The first trees, a load of cottonwood saplings from the East Coast, had been planted just a few years before Bird arrived. But over the next twenty years, a network of irrigation ditches allowed residents to begin planting trees and gardens in Capitol Hill, Curtis Park and other neighborhoods. Early on, Denver required builders to create a strip of public right-of-way between the sidewalk and pavement, allowing for rows of trees to be planted along every street. Today those trees are considered public property, although homeowners are still responsible for caring for them.

By 1890, the first wave of planting had paid off, and the local press boasted that many neighborhoods were becoming classically beautiful. The Denver Republican compared a northwest Denver neighborhood to the hanging gardens of Babylon. "During the spring, summer, and autumn months, with its tasty residences, its trees, its fruits, its lawns and flowers and shady groves, Highlands is truly a fairy-like portion of the Queen City," the writer gushed.

This faith in trees and landscaping reached its zenith during the tenure of Mayor Robert Speer. Elected in 1904, Speer spent three terms in office doggedly pursuing his vision of making Denver a "city beautiful." "He wanted Denver to be called 'Paris on the Platte,'" says Tom Noel, history professor at the University of Colorado at Denver.

Speer gave away more than 100,000 trees, commissioned famous landscape architect George Kessler to come up with a master plan for Denver parks and parkways, turned Cherry Creek into a landscaped greenway through the heart of the city, and pushed the city to create a Civic Center across from the State Capitol. He also created the city forester's office, which today is responsible for roughly 100,000 trees in city parks and parkways. No one knows exactly how many trees there are altogether in Denver, but a good guess is about 500,000 -- or one for every resident.

Unfortunately, most of the 100,000 trees Speer gave away were elms, and they were devastated when Dutch elm disease hit Denver in the 1970s and '80s. Thousands of trees were lost, and every year, more have to be cut down. Today the city makes a point of planting dozens of different kinds of trees -- cherry, locust, maple and others -- to prevent such devastation from happening again. But because of that epidemic and Colorado's clay soil and dry climate, which causes trees to grow slowly here, the city's old trees are even more valuable.

Where are the biggest, oldest trees in Denver? No one really knows, although tree experts point to the eighty-foot cottonwoods along the Highline Canal as good candidates. Other unusually tall trees can be found in City Park, Cheesman Park and Washington Park.
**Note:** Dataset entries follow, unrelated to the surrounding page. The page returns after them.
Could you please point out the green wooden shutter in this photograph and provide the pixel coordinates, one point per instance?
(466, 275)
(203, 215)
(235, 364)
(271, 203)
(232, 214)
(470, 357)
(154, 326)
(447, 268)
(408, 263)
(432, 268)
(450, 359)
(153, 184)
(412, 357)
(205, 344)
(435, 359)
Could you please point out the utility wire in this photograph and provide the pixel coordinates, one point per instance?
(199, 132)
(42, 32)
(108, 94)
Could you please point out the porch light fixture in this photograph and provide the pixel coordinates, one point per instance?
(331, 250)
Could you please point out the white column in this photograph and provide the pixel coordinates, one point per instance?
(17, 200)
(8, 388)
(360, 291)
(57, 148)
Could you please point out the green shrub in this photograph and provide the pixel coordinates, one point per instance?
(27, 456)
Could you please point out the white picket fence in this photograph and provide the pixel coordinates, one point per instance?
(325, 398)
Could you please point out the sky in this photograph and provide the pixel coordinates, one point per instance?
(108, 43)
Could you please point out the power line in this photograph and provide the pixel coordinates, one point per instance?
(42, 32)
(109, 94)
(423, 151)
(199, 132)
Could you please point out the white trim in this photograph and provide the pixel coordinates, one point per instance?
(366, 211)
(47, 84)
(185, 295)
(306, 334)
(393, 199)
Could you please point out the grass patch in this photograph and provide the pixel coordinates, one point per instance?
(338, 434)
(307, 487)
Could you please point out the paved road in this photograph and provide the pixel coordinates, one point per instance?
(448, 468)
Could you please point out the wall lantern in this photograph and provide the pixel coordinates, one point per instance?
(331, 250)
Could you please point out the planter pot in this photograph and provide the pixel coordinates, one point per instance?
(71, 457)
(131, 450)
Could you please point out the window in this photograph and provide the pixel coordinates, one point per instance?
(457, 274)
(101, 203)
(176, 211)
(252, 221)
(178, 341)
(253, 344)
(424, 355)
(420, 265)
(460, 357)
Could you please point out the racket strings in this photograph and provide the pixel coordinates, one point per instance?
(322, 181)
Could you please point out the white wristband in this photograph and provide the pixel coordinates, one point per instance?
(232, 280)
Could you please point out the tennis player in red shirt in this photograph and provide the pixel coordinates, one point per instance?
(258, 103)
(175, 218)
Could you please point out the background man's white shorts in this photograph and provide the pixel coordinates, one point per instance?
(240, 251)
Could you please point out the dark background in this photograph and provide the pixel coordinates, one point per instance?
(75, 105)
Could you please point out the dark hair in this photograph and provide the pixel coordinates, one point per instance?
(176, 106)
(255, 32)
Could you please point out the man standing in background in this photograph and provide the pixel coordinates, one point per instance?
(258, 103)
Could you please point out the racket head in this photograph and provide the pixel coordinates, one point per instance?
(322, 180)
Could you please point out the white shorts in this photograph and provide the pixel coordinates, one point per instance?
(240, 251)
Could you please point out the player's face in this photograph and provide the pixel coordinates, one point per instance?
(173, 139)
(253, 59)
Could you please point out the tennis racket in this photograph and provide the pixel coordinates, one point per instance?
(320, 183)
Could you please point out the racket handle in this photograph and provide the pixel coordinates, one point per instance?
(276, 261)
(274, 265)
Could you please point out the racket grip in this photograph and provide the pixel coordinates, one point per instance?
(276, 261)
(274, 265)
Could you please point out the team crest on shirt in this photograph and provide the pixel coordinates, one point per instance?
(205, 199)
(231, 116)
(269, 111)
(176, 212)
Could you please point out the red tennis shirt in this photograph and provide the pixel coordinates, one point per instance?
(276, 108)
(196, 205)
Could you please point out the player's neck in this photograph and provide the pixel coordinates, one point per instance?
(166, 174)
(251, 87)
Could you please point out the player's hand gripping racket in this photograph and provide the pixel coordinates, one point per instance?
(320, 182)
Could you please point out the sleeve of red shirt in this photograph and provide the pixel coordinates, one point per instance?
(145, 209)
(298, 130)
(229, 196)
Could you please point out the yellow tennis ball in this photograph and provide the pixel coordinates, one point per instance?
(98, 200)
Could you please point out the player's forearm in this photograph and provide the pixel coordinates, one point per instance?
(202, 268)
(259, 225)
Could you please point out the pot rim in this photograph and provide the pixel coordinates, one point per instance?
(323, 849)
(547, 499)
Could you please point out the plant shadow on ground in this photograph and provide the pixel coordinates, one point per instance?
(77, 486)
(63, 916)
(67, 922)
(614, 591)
And while for most people, a tree is still just a large, leafy, thing, tree lovers can spend hours talking about varieties and marveling at especially fine specimens.

Jon Elliott, an arborist with the city, says he was thrilled to discover one of the only American chestnut trees in Denver in the yard of a home on North Alcott Street several years ago. "I talked to [the homeowners] once, but they didn't know what they had," he recalls. "They thought it was just a tree."